Bill Simon criticizes Gov. Davis’ support of National Guard

By Louise Chu, The Associated Press
Wednesday July 10, 2002

SACRAMENTO — Opening another front against Gov. Gray Davis, Republican candidate for governor Bill Simon said Monday the California National Guard’s readiness to respond to a major terrorist attack has deteriorated under the Davis administration. 

Simon focused on the findings of a February report by the Joint Legislative Audit Committee that found a number of inoperable helicopters in the guard’s air fleet and an internal review that found that six out of 52 soldiers guarding Bay Area bridges flunked basic weapons tests. Simon also pointed to a 2000 Pentagon survey that ranked the California National Guard 52nd out of 54 programs in recruitment and retention. 
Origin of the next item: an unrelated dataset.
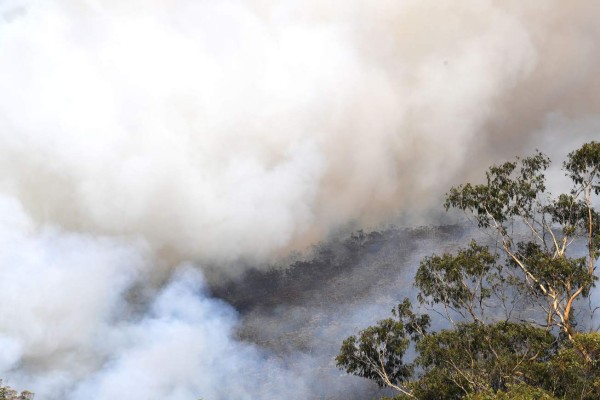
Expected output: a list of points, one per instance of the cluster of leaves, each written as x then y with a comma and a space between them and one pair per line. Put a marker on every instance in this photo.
511, 307
8, 393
“The sad state that these stories communicate should not be altogether surprising, given the leadership — or the lack thereof — that Gray Davis has provided our soldiers,” Simon said. 

Simon proposed a plan that would create an integrated emergency response plan in coordination with the Air and Army National Guard, allow fee waivers for soldiers at state colleges and universities, and offer “Freedom Pay” so soldiers called to active duty do not suffer financially. 

Gen. Paul Monroe, the guard’s commanding officer, said Simon could send the wrong message to terrorists that California has weak spots. 

“It is not appropriate,” Monroe said. “That puts people at risk. We are ready.” 

But Monroe acknowledged the audit showed the need for improvements. 

“As we get more intelligence on the threat we’re facing, we have to change our procedure. We’re always looking for ways to improve our operations,” Monroe said. 

While Simon criticized Davis, the Democratic governor’s campaign responded with a new campaign advertisement that compared Davis’ military and public service record to Simon’s. 

Titled “Bronze,” the commercial points out that Davis was awarded a Bronze Star for his service during the Vietnam War, while noting Simon’s failure to vote regularly, his refusal to release personal income tax returns and his lawsuit to recover his losses when the federal government took over the Simon family owned Western Federal Savings and Loan. 

The spot will air along with other Davis ads, which began airing in June. 

State election records show Simon failed to vote in 13 out of 20 elections since moving to California in 1992.